Plaid CTF - innov8 challenge

Published on Mar 5, 2025 • 9 min read

NKCyber recently participated in PlaidCTF 2025.

More Info about PlaidCTF
PlaidCTF is a Capture The Flag hosted by the Plaid Parliament of Pwning (PPP), a CTF team from Carnegie Mellon University. It has multiple sponsors, including the trading firm Jane Street.

Website

CTFTime

Challenge

I’m going to be focusing on the innov8 > excav8 challenge

The name is a pun on the V8 engine, which powers everything from Chrome to Node.js.

innov8_excav8$ ls -l
total 39076
-rw-r--r--. 1 sarge sarge      425 Mar 12 15:37 chall.py
-rwxr-xr-x. 1 sarge sarge 39692296 Mar 12 15:40 d8
-rw-r--r--. 1 sarge sarge      664 Mar 12 15:37 Dockerfile
-rw-r--r--. 1 sarge sarge       65 Mar 12 15:37 gen.js
-rw-r--r--. 1 sarge sarge   303530 Mar 12 15:37 output.txt

The d8 file is for running JavaScript directly with the V8 Developer Shell.
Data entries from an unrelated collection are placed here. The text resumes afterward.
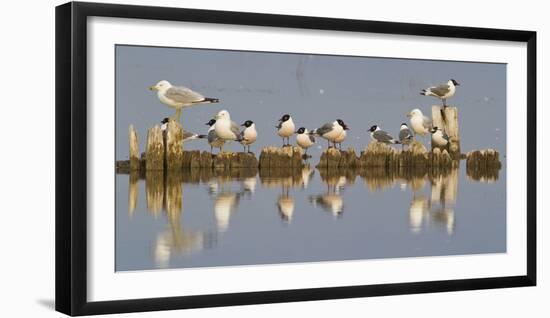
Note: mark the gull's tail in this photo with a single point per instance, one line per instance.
(211, 100)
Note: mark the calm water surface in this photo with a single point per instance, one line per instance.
(203, 218)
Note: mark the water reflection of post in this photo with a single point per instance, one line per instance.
(444, 192)
(286, 179)
(133, 191)
(175, 240)
(154, 191)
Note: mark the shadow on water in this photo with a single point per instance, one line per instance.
(432, 202)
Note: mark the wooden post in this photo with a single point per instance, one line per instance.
(134, 149)
(446, 118)
(174, 146)
(154, 149)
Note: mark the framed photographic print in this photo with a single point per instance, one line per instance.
(210, 158)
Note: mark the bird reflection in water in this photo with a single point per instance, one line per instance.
(331, 201)
(439, 208)
(164, 196)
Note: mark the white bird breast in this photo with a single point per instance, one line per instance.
(287, 128)
(250, 135)
(438, 140)
(304, 141)
(334, 133)
(417, 124)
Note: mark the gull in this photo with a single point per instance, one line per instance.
(304, 139)
(285, 128)
(338, 141)
(249, 134)
(212, 137)
(225, 128)
(330, 131)
(420, 124)
(179, 97)
(439, 137)
(442, 92)
(186, 134)
(381, 136)
(405, 135)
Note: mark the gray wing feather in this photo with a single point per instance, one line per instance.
(427, 122)
(382, 136)
(187, 135)
(183, 95)
(324, 129)
(405, 134)
(212, 136)
(440, 90)
(235, 129)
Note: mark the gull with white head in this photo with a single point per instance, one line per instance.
(179, 97)
(420, 124)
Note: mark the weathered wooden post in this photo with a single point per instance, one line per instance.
(174, 146)
(154, 149)
(134, 148)
(446, 118)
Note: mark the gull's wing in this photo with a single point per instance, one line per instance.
(235, 129)
(427, 122)
(187, 135)
(405, 134)
(182, 94)
(440, 90)
(324, 129)
(382, 136)
(212, 136)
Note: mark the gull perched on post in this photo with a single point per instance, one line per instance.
(420, 124)
(442, 91)
(330, 131)
(179, 97)
(225, 128)
(212, 138)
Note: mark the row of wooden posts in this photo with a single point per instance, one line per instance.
(164, 151)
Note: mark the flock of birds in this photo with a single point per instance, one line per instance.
(222, 129)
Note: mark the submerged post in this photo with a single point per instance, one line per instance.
(134, 148)
(446, 118)
(154, 149)
(174, 146)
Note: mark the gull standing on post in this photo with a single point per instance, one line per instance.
(304, 139)
(225, 128)
(249, 134)
(405, 135)
(330, 131)
(439, 137)
(382, 136)
(442, 92)
(212, 137)
(285, 128)
(338, 141)
(420, 124)
(179, 97)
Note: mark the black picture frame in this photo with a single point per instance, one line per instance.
(71, 157)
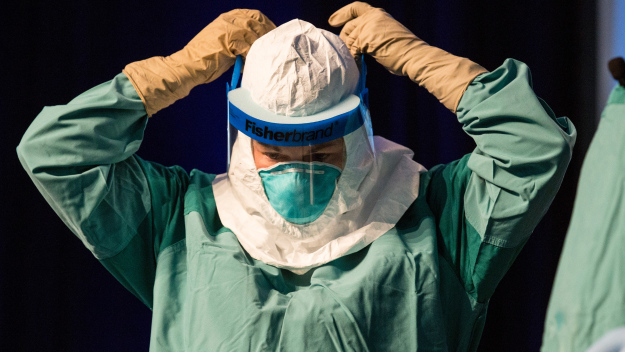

We can see the files that are relevant to the challenge:

import subprocess

secret = open('secret.txt').read().strip()
secretbits = ''.join(f'{ord(i):08b}' for i in secret)

output = []

for bit in secretbits:
    if bit == '0':
        output += [float(i) for i in subprocess.check_output('./d8 gen.js', shell=True).decode().split()]
    else:
        output += [float(i) for i in subprocess.check_output('node gen.js', shell=True).decode().split()]

for i in output:
    print(i)

output.txt contains the output from chall.py.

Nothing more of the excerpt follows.